第6話

 二度目の春が来て、夏が過ぎ、秋の実りがもたらされ、冬の眠りが明けて、また春が来て。それを繰り返すたびに、あんなにも小柄だったチエさんは、気づけばつくしのように背が伸びていた。長い腕は、老いた桜の幹を抱きしめられるほどになっていた。大木に支えられるようにくっついていたチエさんは、いつの間にか桜の木よりも頼もしく見えた。

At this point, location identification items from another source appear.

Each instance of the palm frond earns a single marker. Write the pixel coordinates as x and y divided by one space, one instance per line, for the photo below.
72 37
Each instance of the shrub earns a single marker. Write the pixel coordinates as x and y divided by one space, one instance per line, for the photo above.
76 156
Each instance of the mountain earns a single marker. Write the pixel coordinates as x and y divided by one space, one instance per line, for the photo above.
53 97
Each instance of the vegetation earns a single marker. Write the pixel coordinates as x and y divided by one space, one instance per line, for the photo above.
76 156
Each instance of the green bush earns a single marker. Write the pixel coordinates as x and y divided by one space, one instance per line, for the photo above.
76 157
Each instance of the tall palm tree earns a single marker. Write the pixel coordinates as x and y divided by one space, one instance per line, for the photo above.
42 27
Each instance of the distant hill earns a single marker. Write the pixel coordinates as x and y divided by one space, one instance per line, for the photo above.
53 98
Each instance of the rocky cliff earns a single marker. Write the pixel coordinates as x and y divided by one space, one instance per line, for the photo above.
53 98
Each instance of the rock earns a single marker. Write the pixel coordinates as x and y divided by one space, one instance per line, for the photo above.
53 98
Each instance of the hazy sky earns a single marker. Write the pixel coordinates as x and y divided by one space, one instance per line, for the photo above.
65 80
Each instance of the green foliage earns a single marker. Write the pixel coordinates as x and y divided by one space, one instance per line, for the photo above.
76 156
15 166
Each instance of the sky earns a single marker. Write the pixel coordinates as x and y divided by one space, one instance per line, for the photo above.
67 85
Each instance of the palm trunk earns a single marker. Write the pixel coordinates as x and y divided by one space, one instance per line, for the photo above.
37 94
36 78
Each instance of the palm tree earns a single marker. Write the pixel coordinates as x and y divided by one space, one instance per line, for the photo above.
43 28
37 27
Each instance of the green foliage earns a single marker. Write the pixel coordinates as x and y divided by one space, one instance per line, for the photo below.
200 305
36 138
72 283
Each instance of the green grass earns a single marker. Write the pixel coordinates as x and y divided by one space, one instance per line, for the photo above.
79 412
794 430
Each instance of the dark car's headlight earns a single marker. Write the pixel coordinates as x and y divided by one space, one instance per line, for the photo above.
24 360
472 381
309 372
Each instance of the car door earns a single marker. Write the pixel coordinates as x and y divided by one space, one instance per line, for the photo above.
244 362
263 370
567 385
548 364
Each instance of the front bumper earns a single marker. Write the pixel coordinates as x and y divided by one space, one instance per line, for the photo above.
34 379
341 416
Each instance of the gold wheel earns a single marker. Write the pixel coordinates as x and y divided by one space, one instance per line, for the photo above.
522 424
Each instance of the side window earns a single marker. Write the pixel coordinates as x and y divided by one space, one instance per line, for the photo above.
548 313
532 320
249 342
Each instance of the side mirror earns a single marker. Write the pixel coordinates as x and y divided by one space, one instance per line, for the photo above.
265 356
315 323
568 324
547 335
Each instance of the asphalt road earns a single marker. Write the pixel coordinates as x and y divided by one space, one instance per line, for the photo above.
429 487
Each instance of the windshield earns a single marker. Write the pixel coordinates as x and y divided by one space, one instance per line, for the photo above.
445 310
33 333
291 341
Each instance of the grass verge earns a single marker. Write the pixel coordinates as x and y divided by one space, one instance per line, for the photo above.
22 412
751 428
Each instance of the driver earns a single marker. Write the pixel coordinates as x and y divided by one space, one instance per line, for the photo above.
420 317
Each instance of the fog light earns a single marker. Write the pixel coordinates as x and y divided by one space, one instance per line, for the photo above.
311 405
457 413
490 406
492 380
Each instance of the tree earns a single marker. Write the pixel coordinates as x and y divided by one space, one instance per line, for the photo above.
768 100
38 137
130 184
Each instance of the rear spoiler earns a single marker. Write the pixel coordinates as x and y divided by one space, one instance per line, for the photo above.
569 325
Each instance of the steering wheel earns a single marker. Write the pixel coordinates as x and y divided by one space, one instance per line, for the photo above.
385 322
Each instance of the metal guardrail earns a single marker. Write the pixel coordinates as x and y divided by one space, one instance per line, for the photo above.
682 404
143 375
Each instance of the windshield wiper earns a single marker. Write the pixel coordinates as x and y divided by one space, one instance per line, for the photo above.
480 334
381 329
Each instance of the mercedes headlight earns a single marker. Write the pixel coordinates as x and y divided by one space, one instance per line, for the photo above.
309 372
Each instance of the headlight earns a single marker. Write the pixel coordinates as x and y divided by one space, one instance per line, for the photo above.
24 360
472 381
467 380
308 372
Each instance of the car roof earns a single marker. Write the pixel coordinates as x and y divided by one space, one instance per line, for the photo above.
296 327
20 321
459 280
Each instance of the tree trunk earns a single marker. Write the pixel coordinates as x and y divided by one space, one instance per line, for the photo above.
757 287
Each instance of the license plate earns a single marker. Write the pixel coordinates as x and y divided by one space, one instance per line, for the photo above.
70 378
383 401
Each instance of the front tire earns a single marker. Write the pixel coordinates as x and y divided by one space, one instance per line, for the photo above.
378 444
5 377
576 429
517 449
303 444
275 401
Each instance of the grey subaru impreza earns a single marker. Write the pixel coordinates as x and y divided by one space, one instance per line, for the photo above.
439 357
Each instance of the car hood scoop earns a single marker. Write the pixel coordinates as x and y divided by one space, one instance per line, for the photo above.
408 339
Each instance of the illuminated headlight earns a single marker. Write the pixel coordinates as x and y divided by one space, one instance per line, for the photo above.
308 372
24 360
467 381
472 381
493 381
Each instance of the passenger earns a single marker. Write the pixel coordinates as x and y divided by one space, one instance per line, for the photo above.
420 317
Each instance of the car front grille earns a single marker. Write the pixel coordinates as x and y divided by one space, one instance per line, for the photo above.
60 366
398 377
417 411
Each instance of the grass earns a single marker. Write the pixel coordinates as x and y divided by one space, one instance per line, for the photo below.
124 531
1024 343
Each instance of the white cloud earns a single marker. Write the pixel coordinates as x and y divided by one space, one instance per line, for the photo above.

 その年明けは、まだ寒いにも関わらず、チエさんが桜に寄り添う日が多く感じられた。ある夜、潮風に運ばれた梅の香で目覚めた私は、平屋の中に、見慣れないものを見咎めた。チエさんの机があった部屋に、たくさんの紙の箱が置かれている。

 日が明けると、チエさんは、せっせと紙の箱に自分の荷物を詰めだした。高校の卒業証書、中学で貰った歌の賞状、たくさんの友達と撮った大事な写真のアルバム、写真立てに飾られているまだ幼かったチエさんと桜の木。一通りしまってしまったところで、チエさんは俯いて、ハンカチで何度も瞼を拭った。私は別れが来たことを悟った。生きていても別れることが、この世にはあるのか。

 通り雨がざあざあとやってきて、チエさんは、慌てて窓を締めた。ガラス越しに、チエさんと一瞬視線があった気がした。


 その夜は、満月の光に照らされて、水滴を弾いた庭の下草がきらきらと煌めいていた。チエさんは桜の木に寄り添うと、耳を幹に押し付けた。瞼から、つうと一筋涙が伝って、傍らにいた私は慌てて拭おうと手を伸ばした。私の手は、なんの感触もなくチエさんの頬をすり抜ける。人ならざる私は、人であるチエさんには触れられない。平屋から、サトコさんの呼ぶ声がして、チエさんは自分の袖で涙を拭うと、はーい、と返事をして引き返していった。取り残された私は、チエさんに触れられなかったその手を、桜の木に添えた。手のひら越しに、轟々と水の音が響いた。耳をつけると、確かにそれは幹の内側から鼓膜を震わせた。耳を澄ませば、轟々という音が、二つ重なって聞こえる。耳をつけたまま、手をもう一つの音の元にあてた。一つは桜の木、そしてもう一つは、共鳴する私の鼓動だった。